60 data points is very little for weekly granularity - you have not even seen two years of history yet. Any seasonal pattern will be very hard to disentangle from noise.
Looking at a holdout sample is very good practice. However, again, 6 data points is very little to base any conclusions on.
Note that the MAPE elicits a different point forecast than the expectation: What are the shortcomings of the Mean Absolute Percentage Error (MAPE)? Strictly speaking, the AIC (and its small sample version, the AICc) does not evaluate a point fit, but an entire distributional fit, since it contains the log-likelihood. Almost certainly, there is an assumption of normality in your pipeline.
So if you really want a low MAPE, I would first decide whether to trust the AIC or the AICc more. To be honest, given the small dataset you have and the fact that your model is almost certainly misspecified, I would not attach great significance to this decision. Plot your series and your predictions and eyeball them. (See below.)
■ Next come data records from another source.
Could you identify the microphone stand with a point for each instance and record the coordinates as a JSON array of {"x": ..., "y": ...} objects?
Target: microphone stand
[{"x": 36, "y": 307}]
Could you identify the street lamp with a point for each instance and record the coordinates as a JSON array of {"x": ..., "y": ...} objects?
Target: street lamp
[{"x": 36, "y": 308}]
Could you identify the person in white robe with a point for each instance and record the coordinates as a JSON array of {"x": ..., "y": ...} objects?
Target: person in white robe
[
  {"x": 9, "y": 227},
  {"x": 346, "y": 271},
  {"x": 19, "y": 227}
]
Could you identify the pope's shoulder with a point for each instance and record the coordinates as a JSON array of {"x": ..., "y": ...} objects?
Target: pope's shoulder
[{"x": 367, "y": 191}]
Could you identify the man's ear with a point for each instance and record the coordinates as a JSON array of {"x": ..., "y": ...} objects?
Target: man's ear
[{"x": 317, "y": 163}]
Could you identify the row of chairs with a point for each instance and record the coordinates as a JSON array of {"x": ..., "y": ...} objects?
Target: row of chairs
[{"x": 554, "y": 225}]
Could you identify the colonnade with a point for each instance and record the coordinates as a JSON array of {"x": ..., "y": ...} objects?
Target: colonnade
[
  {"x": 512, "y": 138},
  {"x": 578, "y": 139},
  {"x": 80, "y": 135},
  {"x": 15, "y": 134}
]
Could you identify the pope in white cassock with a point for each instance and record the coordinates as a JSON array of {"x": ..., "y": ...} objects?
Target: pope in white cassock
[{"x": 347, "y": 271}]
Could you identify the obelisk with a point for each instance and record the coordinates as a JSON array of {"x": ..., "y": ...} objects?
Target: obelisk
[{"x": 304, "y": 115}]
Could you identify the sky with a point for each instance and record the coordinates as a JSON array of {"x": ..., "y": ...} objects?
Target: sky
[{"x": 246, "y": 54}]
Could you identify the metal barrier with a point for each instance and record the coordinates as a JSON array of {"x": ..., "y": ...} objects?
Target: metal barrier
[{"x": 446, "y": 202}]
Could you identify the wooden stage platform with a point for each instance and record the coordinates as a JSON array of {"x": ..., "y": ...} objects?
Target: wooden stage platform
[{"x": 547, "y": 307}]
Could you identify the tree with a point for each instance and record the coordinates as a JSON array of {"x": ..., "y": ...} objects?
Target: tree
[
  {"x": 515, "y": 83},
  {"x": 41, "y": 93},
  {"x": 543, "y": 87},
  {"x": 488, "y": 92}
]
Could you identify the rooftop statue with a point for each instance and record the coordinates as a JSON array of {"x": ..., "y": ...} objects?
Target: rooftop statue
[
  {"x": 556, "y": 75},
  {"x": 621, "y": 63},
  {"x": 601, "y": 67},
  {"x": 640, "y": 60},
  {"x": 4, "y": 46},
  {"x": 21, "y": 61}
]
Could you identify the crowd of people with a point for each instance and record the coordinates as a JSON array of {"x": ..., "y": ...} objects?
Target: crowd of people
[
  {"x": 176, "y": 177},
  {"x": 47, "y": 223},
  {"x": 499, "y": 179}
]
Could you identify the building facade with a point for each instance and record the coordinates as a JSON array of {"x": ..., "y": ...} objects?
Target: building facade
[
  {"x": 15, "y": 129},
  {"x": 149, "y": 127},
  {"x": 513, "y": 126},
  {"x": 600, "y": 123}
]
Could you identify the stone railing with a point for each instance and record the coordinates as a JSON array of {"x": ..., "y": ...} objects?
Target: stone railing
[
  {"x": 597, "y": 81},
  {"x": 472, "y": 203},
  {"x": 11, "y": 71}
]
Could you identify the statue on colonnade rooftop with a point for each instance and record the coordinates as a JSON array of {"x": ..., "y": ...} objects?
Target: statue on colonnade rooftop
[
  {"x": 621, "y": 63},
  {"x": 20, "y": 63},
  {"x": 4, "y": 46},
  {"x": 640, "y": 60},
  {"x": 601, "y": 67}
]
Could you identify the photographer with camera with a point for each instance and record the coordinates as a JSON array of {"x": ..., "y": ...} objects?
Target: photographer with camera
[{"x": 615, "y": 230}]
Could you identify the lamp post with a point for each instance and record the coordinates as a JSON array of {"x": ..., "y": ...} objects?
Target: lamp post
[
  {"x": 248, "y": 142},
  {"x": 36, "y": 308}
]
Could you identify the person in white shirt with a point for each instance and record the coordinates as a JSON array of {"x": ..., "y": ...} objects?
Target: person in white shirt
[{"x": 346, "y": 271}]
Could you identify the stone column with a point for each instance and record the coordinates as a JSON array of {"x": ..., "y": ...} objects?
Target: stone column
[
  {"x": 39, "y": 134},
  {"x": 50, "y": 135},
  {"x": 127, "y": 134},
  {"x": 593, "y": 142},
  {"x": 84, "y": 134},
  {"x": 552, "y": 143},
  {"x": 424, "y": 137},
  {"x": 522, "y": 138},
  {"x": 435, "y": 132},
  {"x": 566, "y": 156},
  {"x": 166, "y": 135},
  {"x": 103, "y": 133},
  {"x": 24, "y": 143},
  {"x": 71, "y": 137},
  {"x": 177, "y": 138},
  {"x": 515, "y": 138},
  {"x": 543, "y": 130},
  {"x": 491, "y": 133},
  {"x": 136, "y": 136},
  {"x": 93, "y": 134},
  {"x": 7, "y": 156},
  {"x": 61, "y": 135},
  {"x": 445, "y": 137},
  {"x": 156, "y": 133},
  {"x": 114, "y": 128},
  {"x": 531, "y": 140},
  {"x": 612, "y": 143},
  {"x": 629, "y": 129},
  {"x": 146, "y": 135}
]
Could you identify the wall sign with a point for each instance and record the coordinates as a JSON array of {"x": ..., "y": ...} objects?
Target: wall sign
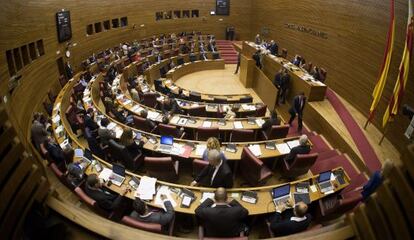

Once you have decided on a model, forecast it out. For each future datapoint, simulate from the predictive distribution. Numerically optimize the point prediction that minimizes the expected APE. Per the link above, this will be lower than the expectation point forecast. (Of course, if you actually want an unbiased expectation point forecast, you can use the point forecasts your models give you, no need to simulate and optimize - but then, evaluating this using the MAPE does not make sense.)
Then again, you could also use an ensemble forecast. Your two models seem to be both reasonable, otherwise AIC and AICc would not give conflicting results. So you can proceed as above, but simulate from an equal mixture from the two predictive distributions. And again, if you really want an expectation forecast, simply take the average of the two models' expectation forecasts. (Trying to optimize weights is usually not very helpful, Claeskens et al., 2016.)